Avec Romain Duris, Aïssa Maïga, Clément Sibony et Rachid Djaïdani UGC – 12 septembre 2007 – 1h28

Et ta critique ?




Sur une partition classique mais non dénuée d’intérêt, Romain Duris annihile tout espoir de divertissement avec une composition outrancière dont le ridicule ne tue pas l’acteur mais le spectateur.


La maturité est une quête difficile. Mettre derrière soi la débauche, les histoires sans lendemains et l’irresponsabilité est un sacrifice nécessaire pour faire partie du monde des adultes. Samuel, réalisateur, s’apprête à fêter l’anniversaire de sa relation idyllique avec Tina, jolie photographe qui subvient silencieusement à ses besoins. L’heure de la remise en question est proche et il lui faudra choisir entre l’engagement ou la rupture.

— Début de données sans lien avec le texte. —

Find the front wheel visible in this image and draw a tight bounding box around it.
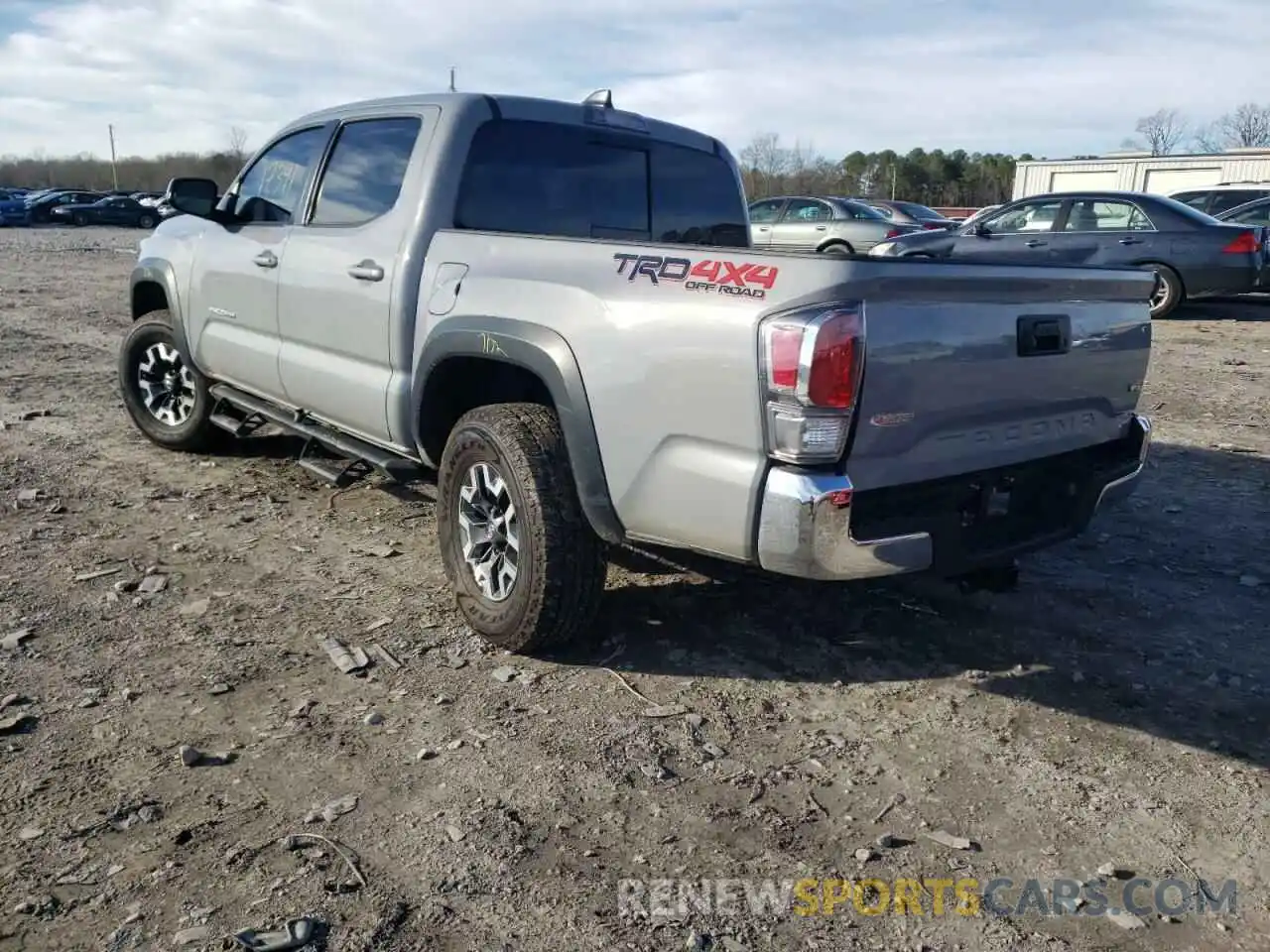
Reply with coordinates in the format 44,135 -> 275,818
437,404 -> 607,654
1147,264 -> 1185,320
118,311 -> 222,452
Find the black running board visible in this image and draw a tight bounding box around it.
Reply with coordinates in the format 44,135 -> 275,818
208,384 -> 422,486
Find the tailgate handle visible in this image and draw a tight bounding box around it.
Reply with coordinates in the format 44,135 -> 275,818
1019,313 -> 1072,357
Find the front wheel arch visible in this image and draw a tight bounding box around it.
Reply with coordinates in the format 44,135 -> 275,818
1134,260 -> 1187,318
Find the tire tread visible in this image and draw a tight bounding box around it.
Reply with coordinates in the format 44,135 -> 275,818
441,404 -> 608,654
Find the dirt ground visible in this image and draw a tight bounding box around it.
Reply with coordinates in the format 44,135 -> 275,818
0,228 -> 1270,952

Tout du moins c’est l’ultimatum lancé par son subconscient, las de le voir se noyer dans l’immobilisme le plus total. Entre ses amis dont les expériences conjugales relèvent du burlesque mou et les apparitions plus ou moins délirantes qui peuplent son imagination, Sam aura du mal à se faire une idée précise du chemin à prendre.

Si la décision ultime est sans surprise, il est dommage que le seul intérêt du film réside dans l’attente de celle-ci. En attendant le dénouement salvateur, il reste les pitreries de Romain Duris et de ses potes. Ces dernières passent d’autant plus difficilement qu’elles ressemblent à des improvisations pour une audition de théâtre amateur.

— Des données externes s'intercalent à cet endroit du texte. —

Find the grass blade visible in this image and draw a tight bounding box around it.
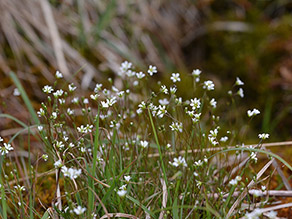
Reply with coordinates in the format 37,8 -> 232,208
10,72 -> 40,124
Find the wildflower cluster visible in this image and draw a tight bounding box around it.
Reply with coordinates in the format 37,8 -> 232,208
0,65 -> 280,218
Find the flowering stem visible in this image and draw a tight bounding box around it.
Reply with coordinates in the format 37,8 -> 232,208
148,109 -> 168,191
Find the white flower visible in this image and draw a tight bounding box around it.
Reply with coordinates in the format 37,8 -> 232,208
160,85 -> 168,94
54,160 -> 63,168
235,77 -> 244,86
110,120 -> 121,129
136,71 -> 145,79
90,94 -> 100,100
53,89 -> 64,98
157,105 -> 167,118
42,154 -> 49,161
169,86 -> 177,94
138,101 -> 146,109
94,84 -> 102,93
252,190 -> 262,197
71,97 -> 79,104
73,205 -> 86,215
229,179 -> 238,186
51,112 -> 58,119
43,85 -> 54,94
229,176 -> 241,186
56,71 -> 63,78
13,88 -> 20,96
100,101 -> 109,108
266,211 -> 278,219
244,208 -> 262,219
0,143 -> 13,155
14,185 -> 25,192
140,141 -> 149,148
203,80 -> 215,90
194,160 -> 203,167
192,69 -> 202,83
235,176 -> 242,182
170,73 -> 180,83
124,176 -> 131,182
67,108 -> 74,116
107,97 -> 117,106
119,61 -> 132,76
147,65 -> 157,76
209,127 -> 218,138
126,70 -> 136,78
220,136 -> 228,142
259,133 -> 270,140
58,98 -> 66,105
136,108 -> 143,115
208,136 -> 218,146
68,83 -> 77,92
175,97 -> 182,105
169,156 -> 188,167
77,124 -> 93,134
250,152 -> 258,162
247,108 -> 260,117
192,69 -> 202,77
192,113 -> 201,123
61,166 -> 82,180
237,88 -> 244,98
158,98 -> 169,105
54,141 -> 65,149
83,98 -> 89,104
210,98 -> 217,109
117,185 -> 127,197
169,122 -> 182,132
190,98 -> 201,110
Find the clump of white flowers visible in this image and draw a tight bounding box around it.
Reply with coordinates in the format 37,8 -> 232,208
247,108 -> 260,117
259,133 -> 270,140
0,137 -> 13,156
169,156 -> 188,167
61,166 -> 82,180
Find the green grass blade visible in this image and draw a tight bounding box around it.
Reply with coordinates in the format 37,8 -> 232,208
0,114 -> 28,128
10,72 -> 40,124
87,108 -> 99,218
95,0 -> 117,39
148,109 -> 168,190
41,211 -> 50,219
208,148 -> 292,171
126,195 -> 157,218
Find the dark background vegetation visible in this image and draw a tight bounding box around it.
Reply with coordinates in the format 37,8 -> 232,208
0,0 -> 292,140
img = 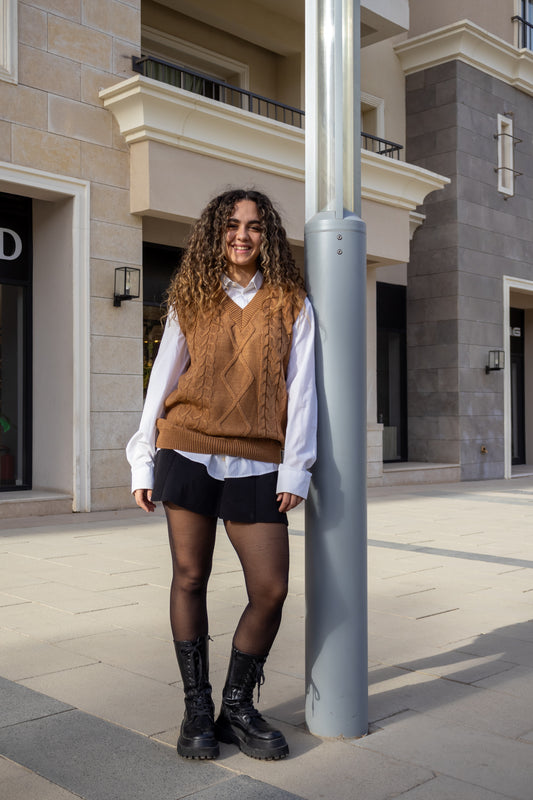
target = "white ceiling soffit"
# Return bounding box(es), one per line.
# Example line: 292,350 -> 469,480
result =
152,0 -> 409,55
154,0 -> 305,56
361,0 -> 409,47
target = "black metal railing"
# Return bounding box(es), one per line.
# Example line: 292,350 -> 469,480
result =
361,131 -> 403,160
132,56 -> 304,128
132,56 -> 403,159
511,15 -> 533,50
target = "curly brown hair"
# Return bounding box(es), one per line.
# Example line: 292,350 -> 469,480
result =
167,189 -> 304,324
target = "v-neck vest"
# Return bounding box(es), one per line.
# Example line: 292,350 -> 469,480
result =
157,284 -> 305,464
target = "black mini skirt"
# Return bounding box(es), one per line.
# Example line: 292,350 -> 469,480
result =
152,450 -> 287,525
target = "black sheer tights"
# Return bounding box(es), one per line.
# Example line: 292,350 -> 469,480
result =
165,503 -> 289,656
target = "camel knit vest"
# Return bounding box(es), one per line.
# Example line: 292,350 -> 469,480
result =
157,284 -> 305,464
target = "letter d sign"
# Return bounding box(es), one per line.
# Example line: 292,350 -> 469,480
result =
0,228 -> 22,261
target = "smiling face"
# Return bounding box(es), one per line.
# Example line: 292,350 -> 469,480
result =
225,200 -> 263,283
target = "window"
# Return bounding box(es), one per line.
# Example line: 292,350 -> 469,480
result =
496,114 -> 518,197
0,0 -> 18,83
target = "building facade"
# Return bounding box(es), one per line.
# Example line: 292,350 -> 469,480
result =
0,0 -> 533,516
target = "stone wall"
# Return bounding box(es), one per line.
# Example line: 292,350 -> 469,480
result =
406,61 -> 533,480
0,0 -> 142,510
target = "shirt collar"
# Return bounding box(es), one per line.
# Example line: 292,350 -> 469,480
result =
222,269 -> 263,292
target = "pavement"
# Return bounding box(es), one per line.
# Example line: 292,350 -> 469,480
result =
0,477 -> 533,800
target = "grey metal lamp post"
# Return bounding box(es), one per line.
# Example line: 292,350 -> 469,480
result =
305,0 -> 368,737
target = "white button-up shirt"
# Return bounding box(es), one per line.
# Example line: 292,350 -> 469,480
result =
126,271 -> 316,504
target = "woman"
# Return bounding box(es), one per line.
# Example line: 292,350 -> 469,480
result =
127,190 -> 316,759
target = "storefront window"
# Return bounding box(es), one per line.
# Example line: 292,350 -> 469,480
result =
143,242 -> 183,393
0,193 -> 32,491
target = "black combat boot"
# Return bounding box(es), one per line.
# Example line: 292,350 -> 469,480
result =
174,636 -> 219,758
215,647 -> 289,760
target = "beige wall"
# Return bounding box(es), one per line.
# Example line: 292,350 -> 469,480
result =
361,39 -> 405,148
131,142 -> 304,244
142,0 -> 302,107
409,0 -> 520,44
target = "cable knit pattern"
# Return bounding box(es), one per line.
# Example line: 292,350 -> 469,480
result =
157,285 -> 305,464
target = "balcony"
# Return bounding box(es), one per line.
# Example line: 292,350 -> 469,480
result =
511,14 -> 533,50
100,66 -> 448,263
132,56 -> 304,128
132,56 -> 403,159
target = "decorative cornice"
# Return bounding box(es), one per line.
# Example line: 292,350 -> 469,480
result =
100,75 -> 449,211
100,75 -> 305,180
0,0 -> 18,83
394,19 -> 533,95
361,150 -> 450,212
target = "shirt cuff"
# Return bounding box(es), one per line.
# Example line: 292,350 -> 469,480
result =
131,464 -> 154,494
276,464 -> 311,500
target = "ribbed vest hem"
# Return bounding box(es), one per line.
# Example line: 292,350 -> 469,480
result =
156,419 -> 281,464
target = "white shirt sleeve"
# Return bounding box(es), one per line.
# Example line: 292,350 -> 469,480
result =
277,298 -> 317,497
126,313 -> 190,492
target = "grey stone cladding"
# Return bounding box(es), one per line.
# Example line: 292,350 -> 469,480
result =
406,61 -> 533,480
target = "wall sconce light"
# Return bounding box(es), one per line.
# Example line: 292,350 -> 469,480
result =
113,267 -> 141,306
485,350 -> 505,375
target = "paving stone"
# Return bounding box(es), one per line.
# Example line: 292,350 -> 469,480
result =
391,775 -> 508,800
0,632 -> 94,680
354,712 -> 531,800
0,711 -> 222,800
20,664 -> 182,736
57,632 -> 179,683
3,581 -> 137,614
0,678 -> 72,728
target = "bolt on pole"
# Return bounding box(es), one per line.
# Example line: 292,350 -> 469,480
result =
305,0 -> 368,738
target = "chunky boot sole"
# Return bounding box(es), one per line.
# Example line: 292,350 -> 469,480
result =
177,736 -> 220,760
215,720 -> 289,761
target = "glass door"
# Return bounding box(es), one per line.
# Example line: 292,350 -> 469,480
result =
377,283 -> 407,462
510,308 -> 526,464
0,193 -> 32,491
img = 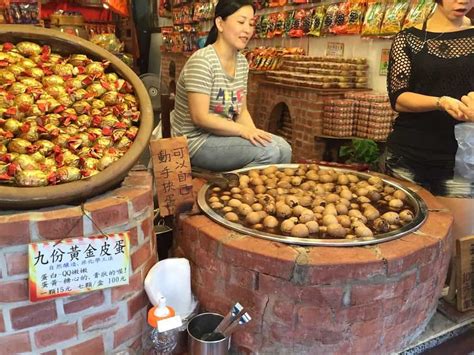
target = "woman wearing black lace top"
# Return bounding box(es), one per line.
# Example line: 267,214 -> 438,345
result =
386,0 -> 474,195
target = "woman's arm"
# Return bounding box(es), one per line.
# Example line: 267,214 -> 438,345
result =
395,91 -> 464,120
188,92 -> 242,136
461,91 -> 474,121
188,93 -> 272,146
235,95 -> 272,146
387,31 -> 465,120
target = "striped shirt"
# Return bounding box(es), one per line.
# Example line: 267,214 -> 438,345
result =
171,45 -> 249,157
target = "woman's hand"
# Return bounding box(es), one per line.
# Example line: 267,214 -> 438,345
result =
240,126 -> 272,147
438,96 -> 466,121
460,91 -> 474,121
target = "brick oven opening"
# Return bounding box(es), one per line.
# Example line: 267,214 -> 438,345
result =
168,60 -> 176,79
268,102 -> 293,142
168,79 -> 176,94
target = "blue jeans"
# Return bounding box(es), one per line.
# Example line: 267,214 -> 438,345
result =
385,150 -> 474,198
191,134 -> 291,171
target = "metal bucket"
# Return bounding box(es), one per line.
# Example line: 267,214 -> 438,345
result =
0,25 -> 153,210
188,313 -> 230,355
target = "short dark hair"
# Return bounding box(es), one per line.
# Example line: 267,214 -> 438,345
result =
206,0 -> 255,46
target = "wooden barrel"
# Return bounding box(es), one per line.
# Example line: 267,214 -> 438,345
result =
0,25 -> 153,210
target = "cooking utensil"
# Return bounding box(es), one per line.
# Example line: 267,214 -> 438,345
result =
191,167 -> 239,189
201,302 -> 244,341
223,313 -> 252,337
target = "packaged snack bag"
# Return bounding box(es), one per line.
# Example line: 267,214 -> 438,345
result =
321,4 -> 339,34
380,0 -> 410,35
403,0 -> 435,29
330,1 -> 350,34
346,0 -> 367,34
308,5 -> 325,37
273,11 -> 287,37
362,0 -> 385,35
289,9 -> 306,37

Gesticulant dans tous les sens et criant son désarroi à la face du mode dans des monologues shakespearien adaptés par la Sixième B du collège Maurice Ravel, l’acteur principal remplit les vides laissés par sa compagne qui a décidé de s’intégrer au décor face à tant de charisme.

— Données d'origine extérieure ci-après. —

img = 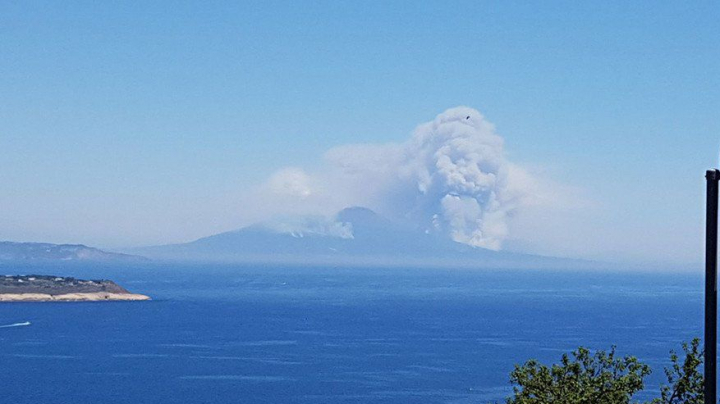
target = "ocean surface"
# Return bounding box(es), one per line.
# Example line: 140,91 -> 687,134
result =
0,265 -> 703,404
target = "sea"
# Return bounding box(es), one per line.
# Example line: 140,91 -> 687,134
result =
0,264 -> 703,404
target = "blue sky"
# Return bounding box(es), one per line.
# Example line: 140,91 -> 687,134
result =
0,1 -> 720,262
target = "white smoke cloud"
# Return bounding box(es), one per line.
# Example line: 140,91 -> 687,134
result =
268,107 -> 548,250
264,215 -> 353,239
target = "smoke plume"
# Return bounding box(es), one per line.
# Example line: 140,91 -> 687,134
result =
266,107 -> 528,250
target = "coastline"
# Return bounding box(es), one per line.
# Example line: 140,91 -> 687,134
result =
0,292 -> 150,303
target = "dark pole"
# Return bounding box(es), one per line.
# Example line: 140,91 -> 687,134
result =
705,170 -> 720,404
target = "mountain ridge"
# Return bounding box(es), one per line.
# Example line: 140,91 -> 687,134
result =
128,207 -> 584,268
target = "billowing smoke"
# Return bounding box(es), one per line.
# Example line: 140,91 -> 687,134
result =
258,107 -> 525,250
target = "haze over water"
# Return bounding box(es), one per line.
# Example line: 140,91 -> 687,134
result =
0,266 -> 702,404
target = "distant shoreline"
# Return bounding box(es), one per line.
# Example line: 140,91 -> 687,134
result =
0,275 -> 150,302
0,292 -> 150,302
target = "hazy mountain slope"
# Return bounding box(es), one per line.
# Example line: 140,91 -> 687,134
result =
131,207 -> 580,267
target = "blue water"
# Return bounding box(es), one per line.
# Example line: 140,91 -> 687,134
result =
0,266 -> 702,404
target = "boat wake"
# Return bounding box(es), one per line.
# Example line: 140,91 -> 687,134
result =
0,321 -> 30,328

Point d’orgue de cette débauche de minauderie, l’affligeante séquence de beatboxing entre Samuel et son double grimé en Léonard de Vinci devient le symbole du film : un exercice de style laborieux et sans imagination à la gloire d’un égocentrique pleurnichard.

Encore tout nouveau dans le métier, Raphaël Fejtö a apporté de beaucoup de soin à la bande originale censée être un personnage à part entière (l’ego du protagoniste). Il faut espérer qu’il vende beaucoup de disques avant de comprendre que les gens ne vont pas au cinéma pour voir un gros court-métrage avec la playlist d’une radio commerciale en fond sonore.

A réserver aux fans de Romain Duris. Et encore.

PS : toutes mes excuses à la classe de Sixième B du collège Maurice Ravel, qui pourront plaider, à l’inverse de certains, l’erreur de jeunesse.